Ideologies and political movements don’t just have substantive beliefs, they have styles as well.
Conservatism and the cultural left both engage in identity politics. When a dispute is about not just what we should do, but who we are, things – and language – get heated. Conservatives and the cultural left often use stories to make their case. Stories have dramas and excitement not so easily found in a logical argument. It is not coincidence that many conservative intellectuals are historians.
Classical liberals and social democrats tend to be far more cool and analytical in the way they present themselves. They are better at detaching themselves from issues. They will often use statistics rather than stories to make their case. They are more likely to be economists or philosophers than historians.
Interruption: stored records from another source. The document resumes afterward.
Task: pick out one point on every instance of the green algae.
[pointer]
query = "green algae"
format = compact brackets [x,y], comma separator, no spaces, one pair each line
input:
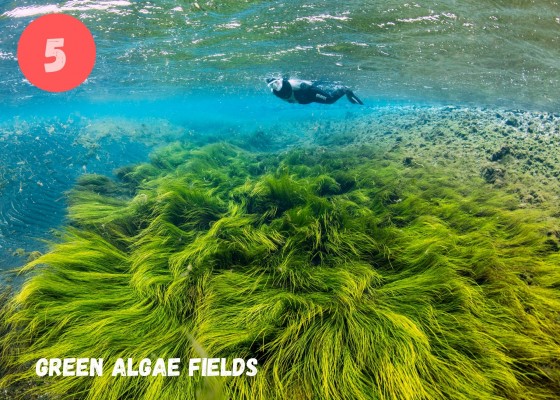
[347,274]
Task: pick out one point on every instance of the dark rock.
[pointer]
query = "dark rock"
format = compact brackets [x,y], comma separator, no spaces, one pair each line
[512,122]
[408,161]
[493,174]
[500,154]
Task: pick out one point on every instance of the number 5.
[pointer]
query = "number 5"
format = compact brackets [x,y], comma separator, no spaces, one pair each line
[53,50]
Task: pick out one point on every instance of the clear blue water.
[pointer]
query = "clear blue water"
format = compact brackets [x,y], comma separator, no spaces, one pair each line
[198,68]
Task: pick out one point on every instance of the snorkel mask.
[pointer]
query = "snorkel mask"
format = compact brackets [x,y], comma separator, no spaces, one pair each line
[274,84]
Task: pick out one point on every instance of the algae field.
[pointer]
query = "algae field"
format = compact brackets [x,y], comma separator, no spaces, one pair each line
[172,230]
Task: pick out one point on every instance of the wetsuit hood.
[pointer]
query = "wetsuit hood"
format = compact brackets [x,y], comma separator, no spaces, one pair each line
[285,92]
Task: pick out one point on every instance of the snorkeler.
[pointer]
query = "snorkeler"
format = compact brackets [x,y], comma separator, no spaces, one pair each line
[305,92]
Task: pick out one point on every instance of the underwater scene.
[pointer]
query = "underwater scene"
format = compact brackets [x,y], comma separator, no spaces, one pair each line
[304,200]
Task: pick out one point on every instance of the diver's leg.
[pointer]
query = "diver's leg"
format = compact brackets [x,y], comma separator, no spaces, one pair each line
[329,98]
[353,98]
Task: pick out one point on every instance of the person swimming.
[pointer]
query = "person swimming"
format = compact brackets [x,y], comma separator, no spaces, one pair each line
[305,92]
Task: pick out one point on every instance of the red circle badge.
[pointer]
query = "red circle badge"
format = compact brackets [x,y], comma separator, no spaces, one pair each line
[56,52]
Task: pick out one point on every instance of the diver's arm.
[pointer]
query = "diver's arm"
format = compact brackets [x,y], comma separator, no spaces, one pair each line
[298,84]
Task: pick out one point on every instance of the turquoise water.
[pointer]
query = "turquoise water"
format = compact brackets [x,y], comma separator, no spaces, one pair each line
[185,70]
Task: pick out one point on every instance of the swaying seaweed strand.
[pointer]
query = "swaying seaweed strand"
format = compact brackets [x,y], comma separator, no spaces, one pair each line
[346,274]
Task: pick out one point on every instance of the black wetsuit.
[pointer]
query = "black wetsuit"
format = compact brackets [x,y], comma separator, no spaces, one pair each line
[315,92]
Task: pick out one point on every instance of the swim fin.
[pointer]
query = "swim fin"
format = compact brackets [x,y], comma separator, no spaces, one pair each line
[353,98]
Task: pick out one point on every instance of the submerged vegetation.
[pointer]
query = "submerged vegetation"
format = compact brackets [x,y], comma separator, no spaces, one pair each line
[346,274]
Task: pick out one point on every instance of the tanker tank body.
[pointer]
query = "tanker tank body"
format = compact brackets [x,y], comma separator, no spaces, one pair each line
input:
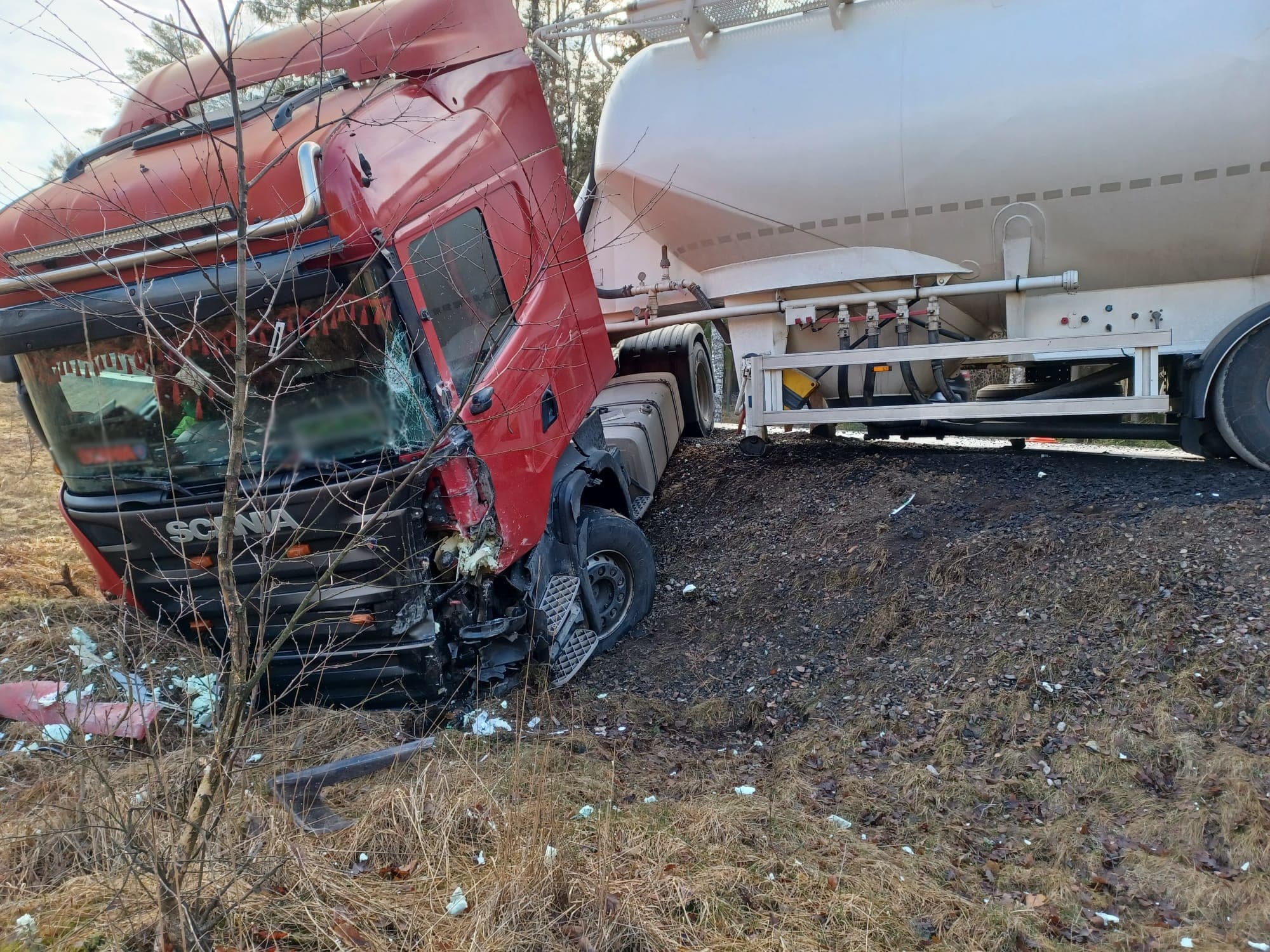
[973,139]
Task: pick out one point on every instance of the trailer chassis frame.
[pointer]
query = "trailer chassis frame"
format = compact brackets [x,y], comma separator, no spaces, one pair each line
[764,395]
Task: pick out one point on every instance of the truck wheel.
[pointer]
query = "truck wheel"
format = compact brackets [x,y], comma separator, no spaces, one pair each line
[680,351]
[620,572]
[1241,399]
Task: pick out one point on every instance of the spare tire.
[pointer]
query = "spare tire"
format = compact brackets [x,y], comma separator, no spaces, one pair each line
[683,352]
[1241,399]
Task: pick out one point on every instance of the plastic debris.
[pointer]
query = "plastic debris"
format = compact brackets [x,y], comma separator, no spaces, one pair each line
[458,903]
[134,686]
[82,638]
[485,725]
[204,694]
[50,703]
[26,926]
[88,659]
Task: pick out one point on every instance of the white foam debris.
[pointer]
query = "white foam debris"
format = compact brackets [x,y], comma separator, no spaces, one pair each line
[458,904]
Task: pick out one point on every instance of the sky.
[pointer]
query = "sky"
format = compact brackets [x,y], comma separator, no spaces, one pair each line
[58,56]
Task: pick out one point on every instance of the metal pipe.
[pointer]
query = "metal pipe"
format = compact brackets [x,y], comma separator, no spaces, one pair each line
[1045,427]
[307,158]
[873,332]
[1069,281]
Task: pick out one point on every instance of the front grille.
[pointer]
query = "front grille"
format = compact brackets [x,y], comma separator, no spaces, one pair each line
[344,648]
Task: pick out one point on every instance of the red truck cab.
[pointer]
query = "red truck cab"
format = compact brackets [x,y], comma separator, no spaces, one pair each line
[429,498]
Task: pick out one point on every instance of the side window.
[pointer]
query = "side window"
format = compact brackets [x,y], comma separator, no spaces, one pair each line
[464,293]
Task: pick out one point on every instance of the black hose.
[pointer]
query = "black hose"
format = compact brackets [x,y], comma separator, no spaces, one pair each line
[933,337]
[906,371]
[1109,375]
[946,332]
[844,379]
[871,375]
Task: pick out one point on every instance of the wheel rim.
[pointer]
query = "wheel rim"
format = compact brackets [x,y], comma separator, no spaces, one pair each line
[703,388]
[610,577]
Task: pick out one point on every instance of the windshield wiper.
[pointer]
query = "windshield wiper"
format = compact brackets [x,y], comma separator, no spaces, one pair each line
[171,486]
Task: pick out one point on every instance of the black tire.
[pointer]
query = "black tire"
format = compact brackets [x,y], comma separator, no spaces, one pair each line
[680,351]
[1241,399]
[622,572]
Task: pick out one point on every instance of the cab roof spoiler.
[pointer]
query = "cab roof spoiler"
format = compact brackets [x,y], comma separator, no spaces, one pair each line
[393,37]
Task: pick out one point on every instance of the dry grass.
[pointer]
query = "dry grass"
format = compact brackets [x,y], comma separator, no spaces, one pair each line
[1014,842]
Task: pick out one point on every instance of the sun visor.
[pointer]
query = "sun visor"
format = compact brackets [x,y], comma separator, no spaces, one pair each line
[173,300]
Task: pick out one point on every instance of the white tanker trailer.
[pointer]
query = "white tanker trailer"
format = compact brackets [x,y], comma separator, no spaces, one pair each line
[1078,188]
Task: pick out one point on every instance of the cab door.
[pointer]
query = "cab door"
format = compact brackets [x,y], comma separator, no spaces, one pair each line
[505,342]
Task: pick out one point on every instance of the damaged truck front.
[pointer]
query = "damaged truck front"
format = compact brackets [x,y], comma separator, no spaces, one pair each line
[441,474]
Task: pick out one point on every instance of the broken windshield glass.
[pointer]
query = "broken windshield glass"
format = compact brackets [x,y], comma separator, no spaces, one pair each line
[333,380]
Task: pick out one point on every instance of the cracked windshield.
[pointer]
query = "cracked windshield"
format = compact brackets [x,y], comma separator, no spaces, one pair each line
[332,383]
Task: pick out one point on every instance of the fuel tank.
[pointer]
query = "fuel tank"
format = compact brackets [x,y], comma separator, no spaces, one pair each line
[1131,139]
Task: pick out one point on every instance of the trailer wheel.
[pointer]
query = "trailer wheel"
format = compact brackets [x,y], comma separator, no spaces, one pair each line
[680,351]
[1241,399]
[620,572]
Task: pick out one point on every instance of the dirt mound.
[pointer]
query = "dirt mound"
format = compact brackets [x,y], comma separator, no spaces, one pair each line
[1005,571]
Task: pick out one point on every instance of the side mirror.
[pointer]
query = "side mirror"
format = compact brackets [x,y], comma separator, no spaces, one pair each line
[482,400]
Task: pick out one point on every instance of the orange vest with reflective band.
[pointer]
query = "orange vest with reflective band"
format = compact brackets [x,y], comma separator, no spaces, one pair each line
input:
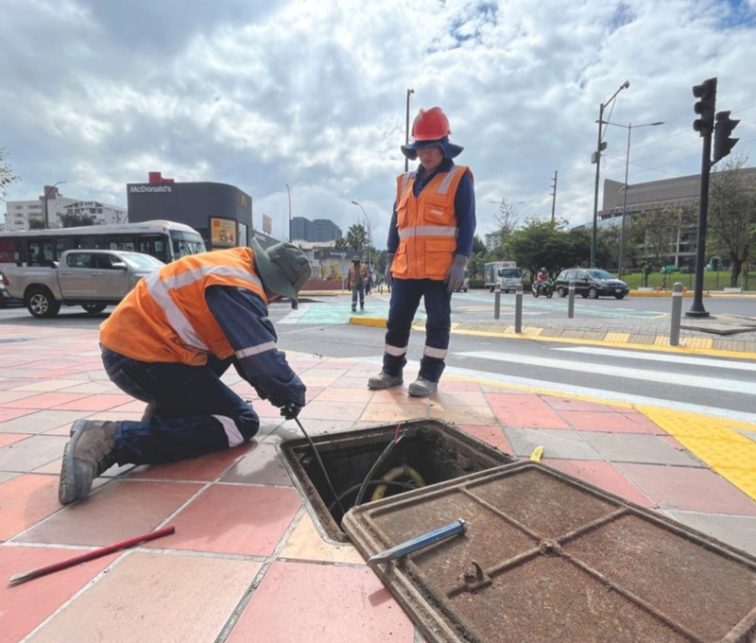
[427,226]
[165,318]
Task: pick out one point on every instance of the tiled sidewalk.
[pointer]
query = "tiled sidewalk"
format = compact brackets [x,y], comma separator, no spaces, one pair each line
[247,562]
Left-wing academics have their own style in a particular form of bad writing. Take this passage from the Smith and Marden article on think-tanks:
The power attributed to the language of the market is indeed considerable, mainly due to its epistemological status. In his book The Fiction of Autobiography, Edward Said evoked the idea of the ‘genuine shadow of truth’ in reference to Conrad’s universe and the imperialism of ideas, which is equally apt in this context. ‘So sufficient is this all-enveloping shadow that one can rest entirely within it, away from any of the common rational forms of human hope or regret’ (Said, as cited in Hussein 2004, 43).
Despite their meaning being far from apparent, given these sentences in isolation no experienced reader of academic prose could fail to guess that their authors would be on the left. I think this is sociological rather than intrinsically ideological in its origins; sometime in the last few decades this atrocious style became not just acceptable but expected in some disciplines (I suspect that French theorists are to blame).
One advantage of the right’s expulsion from the academic humanties and non-economic social sciences is that this kind of self-indulgence was never possible. If nobody could read think-tank publications, think tanks would not survive.